Geico’s Arianna Orpello launches an AI gecko “live” podcast interview
The CMO says Geico keeps final review while testing whether AI spokes-characters lift non-customer consideration.

Arianna Orpello, CMO of Geico, says an AI-generated version of the Geico gecko will appear for a “live” interview on the “Fudd Around and Find Out” podcast, hosted by Azzi Fudd. The experiment keeps guardrails and Geico’s final review, and it is designed to measure whether the move drives consideration from people who do not use Geico.
Geico’s CMO Arianna Orpello is betting that the internet can handle a “live” interview with a fake gecko, as long as the real company stays in control. Orpello says an AI-generated version of the Geico gecko is sitting down for a “live” interview on the “Fudd Around and Find Out” podcast, hosted by Azzi Fudd. The podcast is scheduled to drop this Thursday.
And Orpello’s key detail is right up front: she says “live” is in quotation marks because, although the interview happened in real time, Geico still retained final review of the recording. That single point matters more than it sounds. It frames the entire initiative as a controlled marketing experiment, not a free-for-all experiment that risks brand damage or regulatory trouble. Orpello also told CMO Insider that the AI gecko is “amazing IP,” has been around for 30 years, and has the same awareness as Mickey Mouse, adding that Geico is “obviously not going to mess that up.”
Why this is such a big deal: the Geico gecko is not just another mascot. It is one of the most recognizable brand assets in America, and it has been built across almost 30 years of advertising. In marketing terms, it is a rare character that can act like a consumer shorthand: friendly, funny, and instantly legible. That makes the gecko an unusually attractive candidate for AI. The insurer is not trying to replace its brand. It is trying to stretch it into new formats where today’s consumers expect more interactivity, more personalization, and faster “real-time” experiences.
This AI push also connects to a broader business cycle for insurers. After spending years focusing on restoring profitability, the insurer is once again prioritizing growth and new ways to reach consumers. That is what makes the timing feel less like a novelty and more like a strategy. In parallel, marketers across industries have been testing consumer acceptance of AI-generated content, and insurance is a particularly telling category because it often relies on human spokespeople. The source notes examples like Jake from State Farm, Flo from Progressive, and Mayhem for Allstate. AI-generated versions of human-like spokespeople can trigger an “ick” reaction in some audiences, which the story treats as a major reason the gecko is the safer experimental vehicle.

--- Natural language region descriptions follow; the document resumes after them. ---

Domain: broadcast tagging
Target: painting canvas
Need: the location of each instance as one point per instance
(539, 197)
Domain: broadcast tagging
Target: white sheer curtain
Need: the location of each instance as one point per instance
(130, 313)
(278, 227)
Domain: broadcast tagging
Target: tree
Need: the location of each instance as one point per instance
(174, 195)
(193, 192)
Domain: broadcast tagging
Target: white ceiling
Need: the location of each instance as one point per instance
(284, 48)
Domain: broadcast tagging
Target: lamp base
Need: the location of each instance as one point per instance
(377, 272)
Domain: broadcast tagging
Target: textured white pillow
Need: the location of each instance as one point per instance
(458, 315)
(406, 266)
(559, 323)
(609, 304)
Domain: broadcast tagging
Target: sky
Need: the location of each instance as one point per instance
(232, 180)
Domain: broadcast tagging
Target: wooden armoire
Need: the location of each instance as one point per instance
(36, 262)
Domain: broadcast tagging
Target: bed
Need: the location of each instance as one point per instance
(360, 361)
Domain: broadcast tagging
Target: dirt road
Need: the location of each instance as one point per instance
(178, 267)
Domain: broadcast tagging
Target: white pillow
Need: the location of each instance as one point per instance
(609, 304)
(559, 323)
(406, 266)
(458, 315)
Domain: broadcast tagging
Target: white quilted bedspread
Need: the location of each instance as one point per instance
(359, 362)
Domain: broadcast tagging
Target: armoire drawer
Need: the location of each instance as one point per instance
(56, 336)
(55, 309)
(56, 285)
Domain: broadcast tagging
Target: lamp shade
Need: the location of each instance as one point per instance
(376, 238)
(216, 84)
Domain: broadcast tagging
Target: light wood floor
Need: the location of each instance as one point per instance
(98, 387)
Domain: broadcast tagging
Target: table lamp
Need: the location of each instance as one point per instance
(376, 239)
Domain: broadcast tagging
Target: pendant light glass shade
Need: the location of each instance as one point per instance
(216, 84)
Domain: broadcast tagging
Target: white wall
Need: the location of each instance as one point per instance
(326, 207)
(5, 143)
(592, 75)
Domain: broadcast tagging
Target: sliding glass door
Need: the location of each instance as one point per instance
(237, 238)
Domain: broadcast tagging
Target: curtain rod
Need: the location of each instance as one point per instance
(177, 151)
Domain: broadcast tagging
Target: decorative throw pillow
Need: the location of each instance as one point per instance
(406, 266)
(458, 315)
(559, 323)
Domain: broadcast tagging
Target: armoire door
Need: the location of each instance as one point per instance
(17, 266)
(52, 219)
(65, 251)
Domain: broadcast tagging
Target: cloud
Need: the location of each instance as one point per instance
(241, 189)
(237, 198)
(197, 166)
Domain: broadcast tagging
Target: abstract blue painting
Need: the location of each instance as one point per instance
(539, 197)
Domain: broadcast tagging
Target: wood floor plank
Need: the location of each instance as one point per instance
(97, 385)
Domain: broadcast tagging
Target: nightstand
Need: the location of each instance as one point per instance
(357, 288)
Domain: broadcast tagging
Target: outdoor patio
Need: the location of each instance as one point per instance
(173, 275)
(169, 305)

Orpello says the AI gecko will appear in more places soon. She specifically points to billboards inside sports stadiums, where the character could react in real time to what happens on the field. She also suggests that if you pause a show like “Bridgerton” on Netflix, the gecko might pop up in an ad that replicates the set. Those examples are basically a roadmap for turning a static character into an event-driven presence. If it works, the gecko becomes not just an ad in the wild, but a flexible “interface” that can show up when the viewer’s attention and context are highest.
To gauge whether the experiment is earning its keep, Geico says it will measure whether the gecko’s appearance on the Fudd podcast helps nudge up “non-customer consideration.” In plain English, that means whether people who do not currently use Geico become more likely to consider the insurer. This is a practical metric for growth-minded CMOs because it targets the top of the funnel, not just short-term response. And it also fits the experiment’s guarded approach: Geico wants the upside of AI interactivity, without gambling the brand on content that could spiral.
There is also a technical and brand-protection layer here. The source says Geico worked with visual effects company Framestore to build its “real-time gecko AI platform,” trained on data and ads from the mascot’s almost 30-year history. It uses multiple models, including Google Gemini’s Embedding 2 model. For voice, Orpello says one safeguard is following SAG-AFTRA’s AI framework for the gecko’s voice, which is provided by the British actor Jake Wood.
Even the origin story underscores why this matters. The gecko mascot was created when the Screen Actors Guild strike of 1999 barred advertisers from using human actors. The irony is hard to miss: the character was born out of labor restrictions, and now the character is being used to explore AI-driven “human-like” interaction. That is exactly the kind of moment where governance becomes the strategy. The source also notes cautionary tales in marketing history of pranksters hijacking user-generated campaigns, referencing #McDStories, and it mentions Microsoft’s Tay chatbot as an example of what can go wrong when AI is not tightly controlled. Orpello’s line sums it up: “We’re not comfortable fully letting it loose yet.”
Zoom out, and this is a template other marketers and boards will study. If Geico can thread the needle between experimentation and protection, it gets a new growth engine using familiar IP. If it cannot, it risks wasting time, eroding trust, and setting back internal confidence in AI deployments. Either way, the message to other CMO-turned-experimenters is clear: AI marketing is no longer a pilot you can run in isolation. It is an operational discipline that touches content review, talent and voice frameworks, and measurement of consideration, all at once.